PARIS — As it closes out fiscal 2023 and heads into fiscal 2024, General Mills, Inc. will focus on regaining momentum on productivity, or, as the company calls it, holistic margin management, said Jeffrey L. Harmening, chief executive officer of the Minneapolis-based company.

“Over the last few years, we have been spending most of our time just trying to get product to market,” Mr. Harmening told analysts during a June 7 presentation at the Deutsche Bank dbAccess Global Consumer Conference in Paris. “And so our productivity efforts have lagged with what we would normally do. Usually, we're kind of industry-leading in productivity, and we look to get back to that, which I think is what should be a welcome byproduct of getting supply chains back to normal.”

Asked by research analyst Stephen Robert R. Powers of Deutsche Bank AG whether the supply situation is such that General Mills is now able to focus on regaining that momentum on productivity, Mr. Harmening said the company is “clawing” its way back but is “most of the way there.”

“Our service levels are currently in the 90s, including pet food,” Mr. Harmening said. “So we've made a tremendous recovery in pet food, but also on the rest of our portfolio as well. … I think maybe sometimes it's underappreciated what getting our supply chain back to those kind of levels, what it can do for our business.

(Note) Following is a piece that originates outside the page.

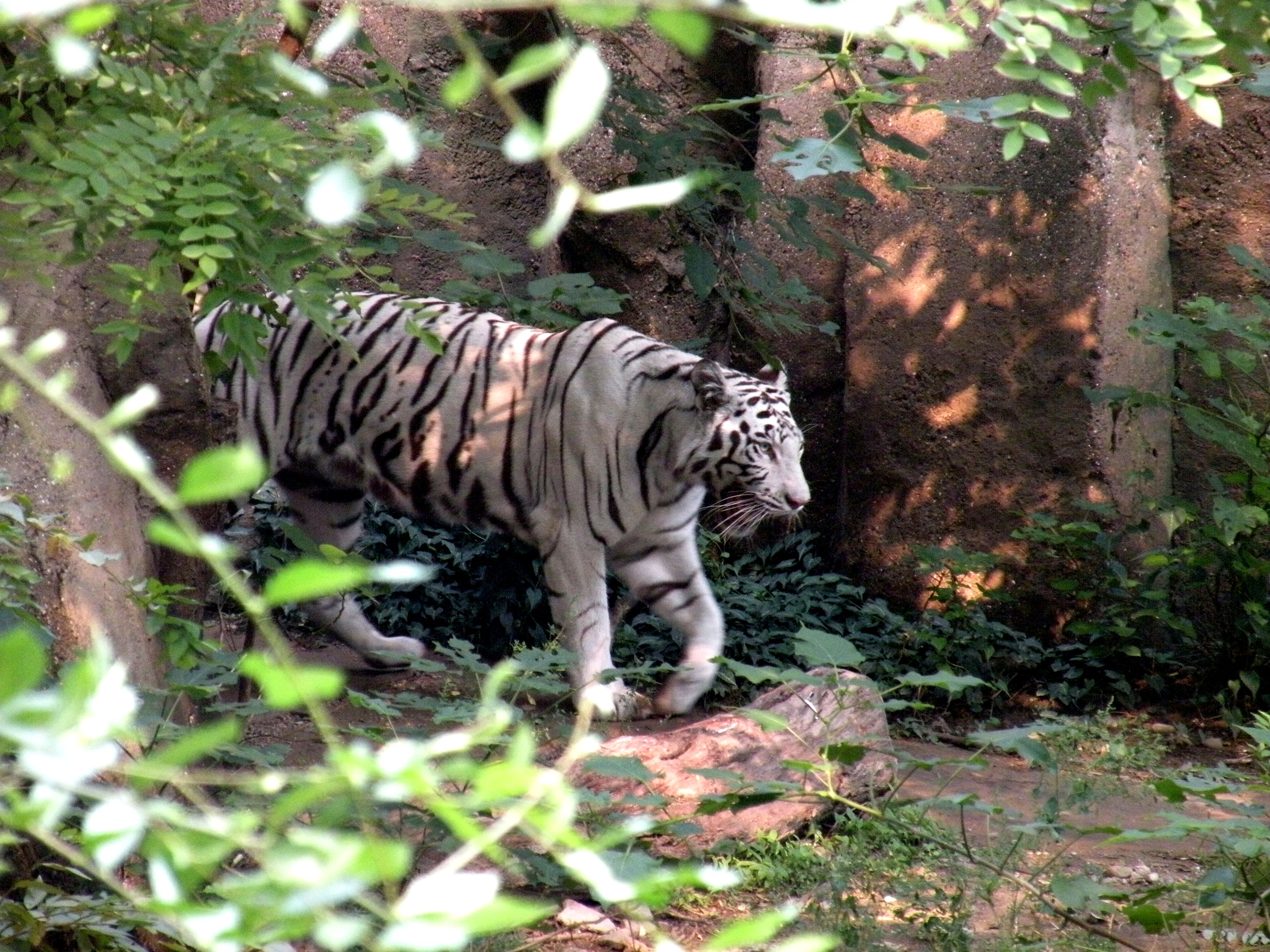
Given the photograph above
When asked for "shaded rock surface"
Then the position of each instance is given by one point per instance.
(848, 710)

“For starters, during the pandemic, we incurred a lot of cost because our supply chain wasn’t operating as efficiently as it could. We couldn’t get materials on time, then we have people at our plants that were employed kind of waiting around for products to arrive or we’d ship half loads of trucks. But with supply returning, that will allow us to drive more cost out of our systems. It was not even inflationary, just added cost in our system.

“It also allows us to focus on productivity efforts like holistic margin management. And then even some things you might not normally think about. But our salespeople spend a lot of time as logistics planners and with customers on supply. Now we can spend our time on in-store execution and everything that goes along with driving innovation and distribution, the things that we would normally do.”

Mr. Harmening also stressed it will be important for General Mills to prioritize, whether that is the categories the company competes in, the geographies it plays in or the ESG initiatives it pursues.

“Prioritization is critical,” he said. “And it’s going to be just as important in the coming 12 months as it has been in the last 12 months.”

Mr. Harmening told analysts he believes the company’s strategy is working and will continue to work.

“One of the things that we know is that in times of volatility and even in tough economic times, the companies that invest in their business, whether it’s consumer innovation or in investments in new product innovation or data and technology, the ones that can invest and do that effectively are the ones that get ahead,” he said. “So we'll continue to do all of those things.”

But even as it continues with what’s working, General Mills will be looking to get back to increasing its productivity, Mr. Harmening said.

“We have a good line of sight to do that,” he said. “We’ve been world-class in that for the last decade or more. And getting back to that should be a help to our margins.”